IN THE UNITED STATES COURT OF APPEALS
FOR THE FIFTH CIRCUIT United States Court of Appeals
Fifth Circuit
FILED
January 23, 2008
No. 05-20599 Charles R. Fulbruge III
Clerk
UNITED STATES OF AMERICA
Plaintiff-Appellee
v.
JUAN A. TREVINO
Defendant-Appellant
Appeal from the United States District Court
for the Southern District of Texas
USDC No. 4:02-CR-36-4
Before JONES, Chief Judge, and WIENER and CLEMENT, Circuit Judges.
PER CURIAM:*
Juan A. Trevino appeals the 210-month sentence imposed following his
resentencing for possession with intent to distribute marijuana.

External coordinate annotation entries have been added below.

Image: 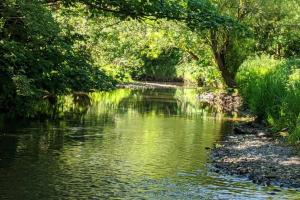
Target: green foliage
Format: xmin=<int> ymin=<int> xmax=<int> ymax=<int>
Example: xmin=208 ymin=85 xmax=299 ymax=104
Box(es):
xmin=0 ymin=0 xmax=114 ymax=117
xmin=237 ymin=56 xmax=300 ymax=142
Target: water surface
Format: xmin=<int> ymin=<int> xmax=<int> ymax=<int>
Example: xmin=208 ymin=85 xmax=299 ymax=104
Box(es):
xmin=0 ymin=88 xmax=300 ymax=199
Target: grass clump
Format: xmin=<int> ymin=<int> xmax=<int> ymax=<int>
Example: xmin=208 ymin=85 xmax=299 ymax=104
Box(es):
xmin=237 ymin=56 xmax=300 ymax=142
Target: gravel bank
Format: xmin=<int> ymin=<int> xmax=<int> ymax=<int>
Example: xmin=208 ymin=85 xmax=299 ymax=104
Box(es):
xmin=211 ymin=124 xmax=300 ymax=189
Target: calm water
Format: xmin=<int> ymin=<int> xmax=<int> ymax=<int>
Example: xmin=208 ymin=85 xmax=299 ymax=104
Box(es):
xmin=0 ymin=89 xmax=300 ymax=199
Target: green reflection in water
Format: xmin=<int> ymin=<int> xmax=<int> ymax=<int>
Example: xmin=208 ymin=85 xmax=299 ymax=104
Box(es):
xmin=0 ymin=89 xmax=299 ymax=199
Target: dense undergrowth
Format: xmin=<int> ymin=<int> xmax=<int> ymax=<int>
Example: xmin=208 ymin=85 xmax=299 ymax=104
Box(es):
xmin=237 ymin=56 xmax=300 ymax=142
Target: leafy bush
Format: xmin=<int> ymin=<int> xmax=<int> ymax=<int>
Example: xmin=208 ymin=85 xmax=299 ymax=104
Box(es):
xmin=237 ymin=56 xmax=300 ymax=141
xmin=0 ymin=0 xmax=115 ymax=117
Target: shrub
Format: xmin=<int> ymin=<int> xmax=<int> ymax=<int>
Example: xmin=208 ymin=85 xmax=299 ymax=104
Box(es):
xmin=237 ymin=56 xmax=300 ymax=142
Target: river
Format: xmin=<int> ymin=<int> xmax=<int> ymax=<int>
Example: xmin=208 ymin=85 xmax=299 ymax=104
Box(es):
xmin=0 ymin=88 xmax=300 ymax=200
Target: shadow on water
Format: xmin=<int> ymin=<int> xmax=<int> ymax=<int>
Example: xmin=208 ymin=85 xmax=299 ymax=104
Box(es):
xmin=0 ymin=88 xmax=297 ymax=199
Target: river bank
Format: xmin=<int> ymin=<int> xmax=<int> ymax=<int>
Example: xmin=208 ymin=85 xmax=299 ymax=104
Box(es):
xmin=210 ymin=123 xmax=300 ymax=189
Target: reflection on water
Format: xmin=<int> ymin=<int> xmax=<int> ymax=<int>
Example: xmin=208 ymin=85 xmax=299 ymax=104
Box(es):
xmin=0 ymin=89 xmax=299 ymax=199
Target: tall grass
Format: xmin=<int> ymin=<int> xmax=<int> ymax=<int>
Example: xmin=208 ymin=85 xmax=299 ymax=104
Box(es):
xmin=237 ymin=56 xmax=300 ymax=142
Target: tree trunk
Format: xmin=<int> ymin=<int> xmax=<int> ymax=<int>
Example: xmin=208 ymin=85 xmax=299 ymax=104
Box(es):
xmin=210 ymin=30 xmax=237 ymax=88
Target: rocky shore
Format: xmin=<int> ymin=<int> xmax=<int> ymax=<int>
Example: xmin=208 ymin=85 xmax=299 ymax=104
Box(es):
xmin=211 ymin=123 xmax=300 ymax=189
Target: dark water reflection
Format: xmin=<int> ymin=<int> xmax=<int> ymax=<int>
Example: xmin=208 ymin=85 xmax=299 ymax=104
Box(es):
xmin=0 ymin=89 xmax=299 ymax=199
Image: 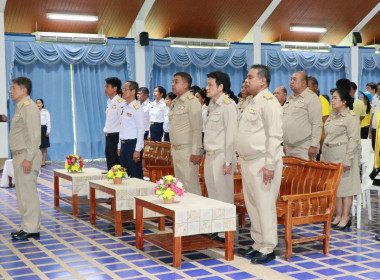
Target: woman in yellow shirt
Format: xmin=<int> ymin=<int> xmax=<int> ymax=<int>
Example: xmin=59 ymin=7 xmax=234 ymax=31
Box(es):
xmin=360 ymin=92 xmax=372 ymax=139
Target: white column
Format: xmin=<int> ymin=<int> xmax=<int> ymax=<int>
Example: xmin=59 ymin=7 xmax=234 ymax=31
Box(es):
xmin=351 ymin=46 xmax=360 ymax=97
xmin=0 ymin=0 xmax=11 ymax=161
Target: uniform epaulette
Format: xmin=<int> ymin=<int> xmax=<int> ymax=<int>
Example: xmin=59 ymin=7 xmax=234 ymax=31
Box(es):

The Government argues that the appeal waiver Trevino signed as a part
of his plea agreement bars this appeal. During Trevino’s first appeal, this court
held that the Government forfeited its ability to invoke Trevino’s appeal waiver
by not asking this court to enforce it. See United States v. Trevino, 125 F. App’x
*
Pursuant to 5TH CIR. R. 47.5, the court has determined that this opinion should not
be published and is not precedent except under the limited circumstances set forth in 5TH CIR.
R. 47.5.4.
No. 05-20599
549, 550 n. 2 (5th Cir. 2005) (unpublished). This determination is the law of the
case. Accordingly, Trevino’s appeal waiver does not bar this appeal.
Trevino argues that the district court erred in calculating the quantity of
drugs it attributed to him for sentencing purposes. Estimates of the amount of
drugs in controversy are fact questions, which this court reviews for clear error.
United States v. Alford, 142 F.3d 825, 831 (5th Cir. 1998). In this case, officers
seized 461 kilograms of marijuana from Trevino’s property, but the district court
held Trevino responsible for an additional 3,846 kilograms of marijuana based
on the testimony of a confidential informant. After carefully reviewing the
record and considering oral arguments from both parties, we hold that the
district court did not clearly err in assessing the confidential informant’s
credibility or in using the extrapolation method to calculate the drug quantity
it attributed to Trevino.
We also reject Trevino’s contention that his sentence violates United States
v. Booker, 543 U.S. 220 (2005) because it was based upon facts neither proved to
a jury nor admitted by him. As this court has repeatedly held, Booker does not
prevent a sentencing judge from finding all facts relevant to sentencing. See,
e.g., United States v. Alonzo, 435 F.3d 551, 553 (5th Cir 2006).
For these reasons, Trevino’s sentence is AFFIRMED.